Sosa Elizondo: As you know, documentaries don’t get the same opportunities as fictional films do. Right now we’re working on an alternative way to release a film theatrically in Mexico. We think the film is more enjoyable when we watch it together, it’s not a film that should just be seen on tv. It has to be seen with a bunch of people like today. We’ve been having a good festival circuit, we’ve been going everywhere. I really don’t know about the target, because when you make a film like this, Carlos was always thinking about what we are talking about. He was always going deeper and deeper and deeper, like the hook in the shark. First it was an anecdote, then we were talking about families, then we were talking about differences, then we were talking about wounds. We were talking about many things and it was really the job of [editor] Valentina Leduc and Carlos to find out what it’s about. We were not thinking if it was a film for children or not. I think it’s a film for everyone who wants to have a good time and discover what modern families are all about.
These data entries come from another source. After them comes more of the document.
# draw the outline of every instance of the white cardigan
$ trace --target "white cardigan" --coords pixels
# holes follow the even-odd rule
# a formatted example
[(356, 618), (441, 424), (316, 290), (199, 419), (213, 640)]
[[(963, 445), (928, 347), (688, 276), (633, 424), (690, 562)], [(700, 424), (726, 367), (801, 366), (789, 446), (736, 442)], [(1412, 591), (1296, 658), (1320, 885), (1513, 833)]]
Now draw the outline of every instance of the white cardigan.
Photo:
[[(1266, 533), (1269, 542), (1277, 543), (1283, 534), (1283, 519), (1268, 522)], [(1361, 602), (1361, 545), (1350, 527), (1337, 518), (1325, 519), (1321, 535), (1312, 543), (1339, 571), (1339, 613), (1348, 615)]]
Hagerman: One of the things that I like to do, is, when this is screened in Mexico, I go to the bathroom just before it ends. And then everybody comes into the bathroom and people start talking about it. “If I had known I would have brought my mother, you should bring your father!” Everybody’s talking like that in the bathroom. I guess we are going to have a good audience if we manage to convince people to go and see a documentary. If that happens I think word of mouth is going to be positive. At least we have had the film play in Brazil and people were laughing. And in Italy everyone was in a rage. It’s not the type of film where everybody comes out and says, we should save the world tomorrow. It’s the kind of film that people come out of and say, hey, let’s go and get a beer. So let’s get a beer.
STF: Can you say something about your film Those Who Remain?
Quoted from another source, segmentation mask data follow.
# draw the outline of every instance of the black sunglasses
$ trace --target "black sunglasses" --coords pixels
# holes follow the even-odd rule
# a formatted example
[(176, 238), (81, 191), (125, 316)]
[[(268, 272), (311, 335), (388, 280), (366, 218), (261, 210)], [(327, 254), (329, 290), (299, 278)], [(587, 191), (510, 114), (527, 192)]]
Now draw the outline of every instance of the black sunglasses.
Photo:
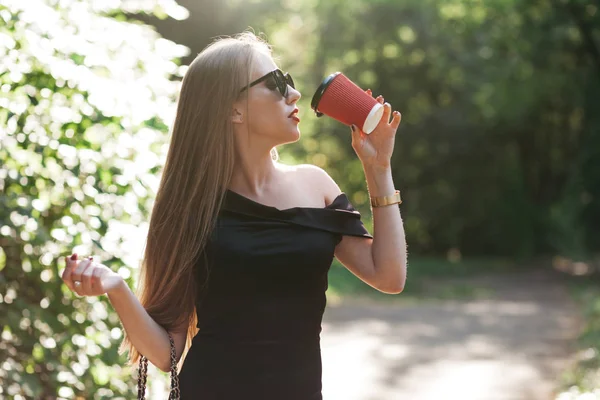
[(266, 74), (264, 76), (261, 76), (254, 82), (250, 83), (250, 85), (248, 85), (247, 87), (242, 88), (242, 90), (240, 90), (240, 93), (242, 93), (244, 90), (251, 88), (252, 86), (254, 86), (258, 83), (261, 83), (262, 81), (269, 79), (271, 77), (273, 77), (273, 81), (275, 82), (275, 85), (277, 86), (277, 90), (279, 90), (279, 93), (281, 93), (281, 95), (283, 97), (287, 97), (287, 95), (288, 95), (288, 85), (290, 85), (294, 89), (296, 88), (296, 86), (294, 86), (294, 80), (292, 79), (290, 74), (288, 74), (287, 72), (284, 74), (283, 72), (281, 72), (281, 70), (276, 69), (274, 71), (269, 72), (268, 74)]

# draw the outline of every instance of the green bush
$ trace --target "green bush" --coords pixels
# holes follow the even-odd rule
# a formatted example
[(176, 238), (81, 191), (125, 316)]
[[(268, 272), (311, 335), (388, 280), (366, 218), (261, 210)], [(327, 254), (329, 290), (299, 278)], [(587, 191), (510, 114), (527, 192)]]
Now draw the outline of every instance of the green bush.
[(187, 48), (109, 3), (0, 5), (2, 398), (133, 397), (107, 297), (61, 273), (76, 252), (133, 282)]

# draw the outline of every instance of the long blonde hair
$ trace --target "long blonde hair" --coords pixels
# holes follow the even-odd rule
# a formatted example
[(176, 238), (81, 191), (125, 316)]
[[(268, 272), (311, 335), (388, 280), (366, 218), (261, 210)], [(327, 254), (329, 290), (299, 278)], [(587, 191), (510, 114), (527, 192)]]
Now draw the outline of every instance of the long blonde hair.
[[(198, 332), (195, 300), (208, 277), (207, 270), (195, 270), (198, 257), (234, 169), (232, 107), (249, 83), (257, 52), (271, 55), (271, 46), (252, 32), (217, 38), (196, 56), (181, 85), (136, 291), (163, 328), (187, 326), (179, 367)], [(130, 365), (139, 362), (126, 334), (119, 354), (125, 350)]]

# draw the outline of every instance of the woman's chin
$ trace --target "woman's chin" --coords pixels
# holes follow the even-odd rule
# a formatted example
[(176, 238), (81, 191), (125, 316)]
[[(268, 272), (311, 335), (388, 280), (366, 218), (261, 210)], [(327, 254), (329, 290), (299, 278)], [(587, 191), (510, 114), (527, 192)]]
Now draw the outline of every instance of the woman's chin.
[(296, 135), (295, 135), (295, 140), (294, 140), (294, 142), (297, 142), (298, 140), (300, 140), (300, 136), (302, 136), (302, 134), (300, 133), (300, 128), (296, 129), (296, 132), (295, 132), (295, 134), (296, 134)]
[(298, 140), (300, 140), (300, 128), (296, 128), (292, 131), (289, 132), (289, 134), (286, 135), (285, 138), (285, 143), (294, 143), (297, 142)]
[(285, 139), (283, 139), (281, 141), (280, 144), (287, 144), (287, 143), (295, 143), (298, 140), (300, 140), (300, 132), (296, 132), (296, 134), (294, 135), (293, 133), (291, 135), (288, 135)]

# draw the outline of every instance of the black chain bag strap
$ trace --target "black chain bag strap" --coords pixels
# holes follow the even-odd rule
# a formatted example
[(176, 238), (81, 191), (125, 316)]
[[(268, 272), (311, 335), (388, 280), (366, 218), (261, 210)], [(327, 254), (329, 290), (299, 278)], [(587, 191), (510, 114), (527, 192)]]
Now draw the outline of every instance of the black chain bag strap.
[[(179, 400), (179, 376), (177, 375), (177, 360), (175, 358), (175, 342), (170, 333), (169, 342), (171, 343), (171, 390), (169, 391), (169, 400)], [(146, 379), (148, 374), (148, 359), (145, 356), (140, 357), (140, 367), (138, 370), (138, 400), (146, 399)]]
Hagerman: Those Who Remain is a documentary about nine families that we followed during a year in Mexico in six different states. It’s kind of a voyage to the emotional consequences of migration, and it’s a family film as well. It’s the intimacy of the families that are longing for someone, and how they miss their loved ones. We are very excited because it’s opening in the U.S. in AMC theaters near Mexican communities July 8. We start at a test screening in Houston, Texas. Of course, the problem with documentary is that you see the statistics and Mexicans don’t go to see documentaries, how are we going to put the documentary there. But since the film is talking about their lives we’ve had very strong emotional reactions from audiences. We hopefully will get a nationwide release in September. We won’t do a bunch of prints. We’ll go little by little with a lot of outreach from help from the consulates and the organizations that are backing us up. We are trying to do this new thing, and hopefully that will open up a circuit that will allow more movies into a new market of Mexican American audiences in a more commercial way. We’re very excited.
[Q&A has been edited for length and clarity]
After the Q&A, the audience attended a packed reception at a nearby bar, enjoying free shots of delicious Mezcal, courtesy of the sponsor Pierde Almas (Oaxaca’s finest!). A perfect finish to the evening.